Con la tecnologia ci si illude di dare risposte ai bisogni, di controllare l’orticello personale in cui si è creatori dimenticando di essere creature. L’uomo finisce per credere in tutto e in niente, vittima di una mentalità fossile. Ai ritmi e stili di vita occidentali si contrappongono ritmi e stili di 923 milioni di poveri che devono risolvere ben altri dilemmi, la fame, prima di tutto. Qualche dato può risvegliare barlumi di coscienza. Dei 36 Paesi colpiti dall’emergenza alimentare, 21 si trovano in Africa e solo 2 in Europa; sono 24 mila le persone che ogni giorno muoiono di fame, di cui 18 mila bambini al di sotto dei 5 anni. Eppure nei Paesi ricchi si dirottano cento milioni di tonnellate di cereali dall’alimentazione ai combustibili…. La vita è un equilibrio sulla follia.

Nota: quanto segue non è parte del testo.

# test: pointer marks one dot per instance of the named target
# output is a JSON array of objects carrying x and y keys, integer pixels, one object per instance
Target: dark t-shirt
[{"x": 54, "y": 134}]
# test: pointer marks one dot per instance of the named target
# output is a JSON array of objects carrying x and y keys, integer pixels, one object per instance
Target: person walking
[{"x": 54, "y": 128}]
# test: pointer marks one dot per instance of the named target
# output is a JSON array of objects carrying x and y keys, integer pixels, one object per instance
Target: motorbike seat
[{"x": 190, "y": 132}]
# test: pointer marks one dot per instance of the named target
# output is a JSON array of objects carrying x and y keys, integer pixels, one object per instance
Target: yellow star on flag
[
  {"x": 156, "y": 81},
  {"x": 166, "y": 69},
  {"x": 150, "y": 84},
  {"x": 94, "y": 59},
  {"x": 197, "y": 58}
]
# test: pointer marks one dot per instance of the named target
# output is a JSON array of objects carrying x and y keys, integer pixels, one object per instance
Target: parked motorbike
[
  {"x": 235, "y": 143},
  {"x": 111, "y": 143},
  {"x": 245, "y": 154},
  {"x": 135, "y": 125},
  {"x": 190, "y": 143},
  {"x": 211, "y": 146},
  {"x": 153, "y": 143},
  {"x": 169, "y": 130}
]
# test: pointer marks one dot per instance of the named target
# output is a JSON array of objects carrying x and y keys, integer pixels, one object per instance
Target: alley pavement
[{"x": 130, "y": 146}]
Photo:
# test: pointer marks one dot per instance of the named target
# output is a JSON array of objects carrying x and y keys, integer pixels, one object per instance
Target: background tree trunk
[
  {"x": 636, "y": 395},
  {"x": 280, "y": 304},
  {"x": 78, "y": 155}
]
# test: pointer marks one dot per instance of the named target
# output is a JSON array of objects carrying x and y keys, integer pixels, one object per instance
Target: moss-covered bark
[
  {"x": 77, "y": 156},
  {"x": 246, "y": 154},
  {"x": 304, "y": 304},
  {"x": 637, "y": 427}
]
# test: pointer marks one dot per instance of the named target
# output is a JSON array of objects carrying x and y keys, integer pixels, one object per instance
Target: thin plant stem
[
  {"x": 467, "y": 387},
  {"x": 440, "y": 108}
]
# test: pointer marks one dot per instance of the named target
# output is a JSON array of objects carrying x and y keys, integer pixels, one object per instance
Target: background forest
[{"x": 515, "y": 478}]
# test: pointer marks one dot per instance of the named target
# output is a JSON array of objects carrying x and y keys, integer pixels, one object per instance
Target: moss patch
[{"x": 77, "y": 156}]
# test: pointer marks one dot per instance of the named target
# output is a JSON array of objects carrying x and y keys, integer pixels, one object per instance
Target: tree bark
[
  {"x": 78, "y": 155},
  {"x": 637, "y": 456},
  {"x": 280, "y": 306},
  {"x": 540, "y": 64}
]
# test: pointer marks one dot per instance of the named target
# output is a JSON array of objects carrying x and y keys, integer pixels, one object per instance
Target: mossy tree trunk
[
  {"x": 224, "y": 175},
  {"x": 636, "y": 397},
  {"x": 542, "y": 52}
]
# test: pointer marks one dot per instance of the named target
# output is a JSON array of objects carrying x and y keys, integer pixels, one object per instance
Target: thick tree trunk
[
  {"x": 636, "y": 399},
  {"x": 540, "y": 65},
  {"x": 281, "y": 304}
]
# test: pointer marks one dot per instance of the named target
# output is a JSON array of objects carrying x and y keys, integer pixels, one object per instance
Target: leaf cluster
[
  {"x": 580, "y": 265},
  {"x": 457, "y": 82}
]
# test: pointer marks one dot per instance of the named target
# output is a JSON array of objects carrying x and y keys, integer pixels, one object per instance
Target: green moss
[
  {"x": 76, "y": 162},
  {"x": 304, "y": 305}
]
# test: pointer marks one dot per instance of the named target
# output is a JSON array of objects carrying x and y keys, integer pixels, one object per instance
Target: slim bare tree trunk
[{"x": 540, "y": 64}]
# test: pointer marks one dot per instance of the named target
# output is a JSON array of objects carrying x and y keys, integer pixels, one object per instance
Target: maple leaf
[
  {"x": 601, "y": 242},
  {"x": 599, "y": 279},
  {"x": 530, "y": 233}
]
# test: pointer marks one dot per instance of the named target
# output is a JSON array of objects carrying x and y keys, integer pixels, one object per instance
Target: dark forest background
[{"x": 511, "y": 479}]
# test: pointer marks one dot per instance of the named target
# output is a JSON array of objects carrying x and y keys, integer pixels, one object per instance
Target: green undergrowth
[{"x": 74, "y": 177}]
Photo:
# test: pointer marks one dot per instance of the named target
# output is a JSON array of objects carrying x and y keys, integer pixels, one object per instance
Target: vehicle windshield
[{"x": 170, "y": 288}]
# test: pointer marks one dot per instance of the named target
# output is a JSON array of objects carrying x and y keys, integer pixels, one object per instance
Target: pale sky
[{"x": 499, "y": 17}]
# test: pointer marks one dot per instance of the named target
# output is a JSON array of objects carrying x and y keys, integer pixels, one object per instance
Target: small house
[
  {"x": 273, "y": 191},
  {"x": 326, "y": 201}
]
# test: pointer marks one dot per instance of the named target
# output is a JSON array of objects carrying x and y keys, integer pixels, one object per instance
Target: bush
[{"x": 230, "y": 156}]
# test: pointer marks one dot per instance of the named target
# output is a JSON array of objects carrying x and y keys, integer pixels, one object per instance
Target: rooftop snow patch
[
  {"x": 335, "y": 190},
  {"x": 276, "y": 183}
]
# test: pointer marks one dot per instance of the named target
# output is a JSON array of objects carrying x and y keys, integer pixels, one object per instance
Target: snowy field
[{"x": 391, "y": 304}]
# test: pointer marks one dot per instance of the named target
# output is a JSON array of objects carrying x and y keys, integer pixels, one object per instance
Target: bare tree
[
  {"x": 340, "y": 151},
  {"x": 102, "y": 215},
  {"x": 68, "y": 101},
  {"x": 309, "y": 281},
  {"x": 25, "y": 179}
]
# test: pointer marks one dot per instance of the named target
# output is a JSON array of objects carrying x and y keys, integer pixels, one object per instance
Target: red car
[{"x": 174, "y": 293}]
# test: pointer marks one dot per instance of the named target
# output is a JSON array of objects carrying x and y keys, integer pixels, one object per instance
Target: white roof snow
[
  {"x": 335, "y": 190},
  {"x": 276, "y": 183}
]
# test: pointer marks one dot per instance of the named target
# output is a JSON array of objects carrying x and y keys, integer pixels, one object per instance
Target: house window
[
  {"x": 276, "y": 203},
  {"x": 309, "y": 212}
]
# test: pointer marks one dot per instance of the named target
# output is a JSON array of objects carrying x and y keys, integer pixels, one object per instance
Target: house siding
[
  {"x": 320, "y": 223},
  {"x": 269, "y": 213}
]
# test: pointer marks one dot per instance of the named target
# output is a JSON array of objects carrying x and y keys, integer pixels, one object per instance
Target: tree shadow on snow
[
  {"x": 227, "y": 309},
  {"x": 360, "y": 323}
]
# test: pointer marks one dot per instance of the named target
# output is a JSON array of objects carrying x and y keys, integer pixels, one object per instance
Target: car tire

La causa principale della fame è la chiusura dell’essere umano nei confronti dei propri simili che dissolve la solidarietà, giustifica i modelli di vita consumistici e disgrega il tessuto sociale. Se l’individuo si chiude all’altro i suoi stili di vita finiscono per essere determinati da logiche di mercato, ma, guarda caso il mercato, fiore all’occhiello del liberismo occidentale, con la crisi delle banche è piombato nel buio dell’incertezza… E due miliardi di persone vivono con un dollaro al giorno.
SEMPRE PEGGIO?
La fame, oltre a produrre disperazione e morte, è causa d’instabilità. L’odierna crisi internazionale ha prodotto 100 milioni di poveri in più. In sintesi: crescita demografica, caro energia, protezionismo dei Paesi ricchi, conversione di enormi aree agricole in colture per ricavare biocarburanti, cambiamenti climatici che hanno inciso sulla produttività di alcune regioni; corruzione nei paesi poveri che si mangia quasi metà degli stanziamenti di aiuti annuali globali sono, secondo l’Osservatorio anticorruzione Trasparency International, solo alcuni dei mali di oggi. Non si può rimanere ancorati solo al mondo del business. “L’uomo non è solo una macchina per fare soldi: all’uomo piace fare del bene per gli altri, cambiare la vita degli altri, migliorare il mondo. Sono cose che mancano al mondo del business. Devono esserci almeno due tipi di business: uno che mira al profitto e l’altro che ha come scopo la realizzazione di obiettivi sociali anziché la massimazione degli utili”, dice ancora Yunus, inventore del sistema del microcredito che solo nel Bangladesh ha dimezzato il numero dei poveri. In fondo Yunus ha fatto grandi cose facendo cose comuni, prestando denaro a chi ne aveva veramente bisogno. Anche il business sociale, un’iniziativa economica capace di attivare le dinamiche migliori del libero mercato, è uno strumento utile per rendere il mondo più giusto e più umano.
È ORA DI CAMBIARE!
Dobbiamo cambiare lo stile di vita. Secondo Yunus è necessario pensare in altro modo perché il mondo possa cambiare. L’immaginazione è fondamentale. Purtroppo la nostra generazione è impacchettata: troviamo difficile uscire dalle scatole perché amiamo rinchiuderci nelle scatole. E blindarci nelle file. A volte per scelta, spesso per necessità le file sono identità della nostra non identità. Esperienza di percorsi caotici e non sempre umanamente comprensibili, la fila soffoca sempre di più il nostro tempo nei binari morti della vita. Però, in una società che cambia con rapidità eccessiva e per questo liquida e più incerta, la risposta non può sclerotizzarsi nella scia stanca di chi ripete adeguandosi quello che – nel migliore dei casi – crede di aver capito. Non si può aver paura se si vuole lasciare il mondo in condizioni migliori di come l’abbiamo trovato.